Oft ist es hilfreich, die Dinge mit etwas Abstand zu betrachten. Der Ausstieg ist für viele am Anfang undenkbar und mit Ängsten behaftet, hier hilft manchmal eine kleine Auszeit.

Darüber hinaus ist es wichtig, mit verschiedenen unbeteiligten Menschen darüber zu sprechen und sich deren Meinung anzuhören. Wer darüber reden kann, hat gute Chancen, Hilfe zu finden. Einzelne verändern in der Regel keine Systeme zum Guten, aber sie können ihren Horizont erweitern und sich von Gott neue Wege zeigen lassen.
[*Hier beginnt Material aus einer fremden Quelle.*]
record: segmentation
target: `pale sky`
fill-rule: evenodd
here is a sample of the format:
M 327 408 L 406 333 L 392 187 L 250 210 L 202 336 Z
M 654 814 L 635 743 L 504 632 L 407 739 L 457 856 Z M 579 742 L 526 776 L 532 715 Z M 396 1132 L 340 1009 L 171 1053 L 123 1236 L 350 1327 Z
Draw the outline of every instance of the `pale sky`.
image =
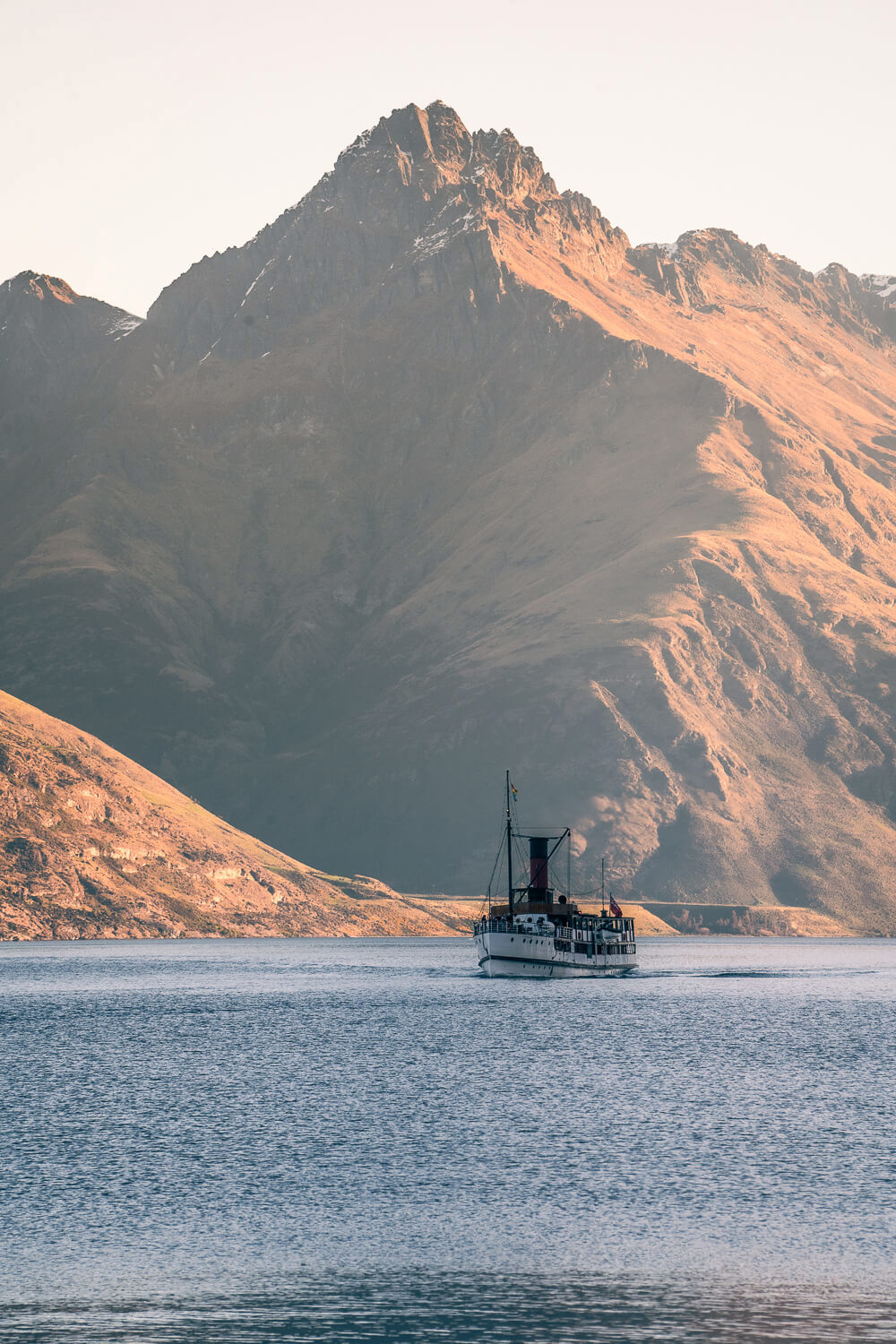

Mich hat das Verlassen missbrauchender Gemeinden im Glauben ordentlich nach vorne gebracht, ja es war fast schon so etwas wie eine Freisetzung. Und auch wenn ich zunächst viel vermisst habe – mir wurde umso mehr geschenkt.

 

 

Frau Splettstößer-Pache, vielen Dank für das Gespräch!

 

 

Die Fragen stellte Inge Frantzen.

 

DANIELA SPLETTSTÖSSER-PACHE

Jg. 1971, Psychologin (B.Sc.), arbeitet als Seelsorgerin und Therapeutin (HPG) in ihrer Privatpraxis sowie als freie Referentin. Zum Thema Gewalt und Missbrauch in christlichen Kreisen hat sie das Buch „Das Unfassbare begreifen“ (Asaph- & Fontis-Verlag) veröffentlicht.